Отплытие было назначено на 5 июня, если ветер будет благоприятен. В непрерывном бухгалтерском аврале последних дней Митька так ничего и не придумал для своего спасения – некогда было. Вечером третьего числа младший комсостав на «Гаврииле» отмечал окончание погрузочно-разгрузочных дел и заодно повышение в чине одного из основных хозяйственников экспедиции. Труды матроса Ивана Белого были оценены самим Берингом – своей властью он произвел его в подхиперы, правда с прежним пока окладом. На носу собралась разночинная компания работяг-тружеников, к которой примкнули штурман Энзель и лекарь Буцковский. Денщики раздали чарки, Савелий притащил пузатую баклажку и, соблюдая очередность по чинам, наполнил посуду. Чириков уже собрался провозгласить тост, и тут выяснилось, что нет Митьки. Собравшиеся сочли это совершенно недопустимым – как же без него?! Денщикам было приказано оного казака сыскать и немедля сюда доставить.

Долго искать и дважды приглашать Митьку, конечно, не пришлось. Выпили, закусили черемшой по местному обычаю, закурили трубки.

– Что невесел, казак? – хлопнул Митьку по плечу Чаплин. – Что буйну головушку повесил?

– По дури он все! – рассмеялся Чириков. – Шел бы с нами в море – был бы всегда сыт, пьян и нос в табаке!

– Вот уж извиняйте, – скривился служилый. – Наплавался я с вами – в тот раз чуть не утопли! Ищите уж эту Жуану да Гаму без меня!

Митька тут же пожалел, что помянул название мифической земли, – с лиц лейтенанта, мичмана и штурмана исчезли улыбки, в глазах появилось выражение, больше всего похожее на тоску. Служилый растерялся, попытался загладить проступок, но сделал только хуже:

– Да чо ж вы кручинитесь?! Далече не уплывете, а там и домой! Нешто по сродственникам не стосковались?

– До наших родственников еще пол земного шара ехать, – грустно усмехнулся Чириков. – Тебе хорошо, ты, считай, дома.

– Вот уж не знаю, кому лучше, – возразил служилый. – Вас пирогами встречать будут, а меня дрекольем.

– Что ты имеешь в виду?

– Что имею, то и введу, – хмыкнул Митька. – Вон она, родня моя, на бережку дожидается! Мало я им зимой по коммерциям соли на хвосты насыпал, так теперь с грузами складскими подгадил!

– Как это?!

– А то вы не знаете, ваш-бродь?! Я ж им не дал ни муки, ни соли заныкать – все по весу вписал в реестру. Нешто им в радость такое?

– Ну, а что ж ты, Митрий?..

– Дык, ваш-бродь, а ну как опосля за ту соль да муку с вас спросится? Али с Белого? Иль Петра Авраамыча к ответу призовут? Нет уж, вы мне зла не делали и я вам того творить не буду! Пусть хоть чтой-та здеся по-честному будет.

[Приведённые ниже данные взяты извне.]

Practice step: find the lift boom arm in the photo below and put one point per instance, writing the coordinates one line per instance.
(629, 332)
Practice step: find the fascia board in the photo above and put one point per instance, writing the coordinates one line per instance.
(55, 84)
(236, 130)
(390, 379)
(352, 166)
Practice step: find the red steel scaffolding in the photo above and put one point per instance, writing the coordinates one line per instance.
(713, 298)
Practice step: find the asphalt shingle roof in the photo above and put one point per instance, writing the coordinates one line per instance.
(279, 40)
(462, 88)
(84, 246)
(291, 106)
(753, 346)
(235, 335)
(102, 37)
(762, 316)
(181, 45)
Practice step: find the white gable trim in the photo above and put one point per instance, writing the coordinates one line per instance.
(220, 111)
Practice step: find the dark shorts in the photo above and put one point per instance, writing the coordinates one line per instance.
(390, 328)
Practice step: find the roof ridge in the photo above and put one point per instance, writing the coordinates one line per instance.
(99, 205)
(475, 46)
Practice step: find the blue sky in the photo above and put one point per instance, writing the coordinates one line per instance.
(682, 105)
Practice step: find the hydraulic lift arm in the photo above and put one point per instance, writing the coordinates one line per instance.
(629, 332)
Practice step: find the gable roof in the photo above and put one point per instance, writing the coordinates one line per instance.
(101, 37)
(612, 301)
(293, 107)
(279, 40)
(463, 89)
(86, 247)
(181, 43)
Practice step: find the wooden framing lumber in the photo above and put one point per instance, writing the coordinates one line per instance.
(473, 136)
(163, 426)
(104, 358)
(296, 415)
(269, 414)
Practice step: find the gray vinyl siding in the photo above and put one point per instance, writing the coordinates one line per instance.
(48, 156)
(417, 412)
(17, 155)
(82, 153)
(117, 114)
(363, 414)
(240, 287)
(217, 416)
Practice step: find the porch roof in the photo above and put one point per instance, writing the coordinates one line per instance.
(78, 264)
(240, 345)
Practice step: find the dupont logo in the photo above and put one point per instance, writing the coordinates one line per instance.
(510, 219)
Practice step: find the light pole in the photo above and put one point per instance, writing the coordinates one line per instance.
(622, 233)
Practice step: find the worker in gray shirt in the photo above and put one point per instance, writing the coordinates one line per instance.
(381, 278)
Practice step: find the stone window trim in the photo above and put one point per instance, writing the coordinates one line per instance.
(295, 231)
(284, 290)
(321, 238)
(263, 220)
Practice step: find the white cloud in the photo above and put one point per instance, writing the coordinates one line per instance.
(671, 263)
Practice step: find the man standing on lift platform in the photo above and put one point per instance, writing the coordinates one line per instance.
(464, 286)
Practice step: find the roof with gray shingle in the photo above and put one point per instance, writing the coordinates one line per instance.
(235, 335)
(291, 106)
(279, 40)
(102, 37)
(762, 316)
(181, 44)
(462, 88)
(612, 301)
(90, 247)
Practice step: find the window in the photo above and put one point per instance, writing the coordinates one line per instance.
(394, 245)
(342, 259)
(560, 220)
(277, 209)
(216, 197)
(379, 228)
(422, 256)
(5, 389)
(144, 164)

– Они захотят тебе отомстить?

– Не то слово!

– Как же ты жить-то среди них будешь?!

– А не привыкать мне! – заверил Митька. – Я ж с Большерецка, а это – нижнекамчатские. Мне б отсель выбраться, а тама они меня не достанут – руки коротки!

– Так плыви с нами! – опять предложил Чириков. – Если не погибнем, то капитан обязательно зайдет в Большерецк на обратном пути.

– Знамо дело, зайдет, – кивнул служилый. – Тока от его благородия Беринга мне на земле кой-чо сотворить велено. А не сполню, будет худо. Потому и не берет он меня в плавание!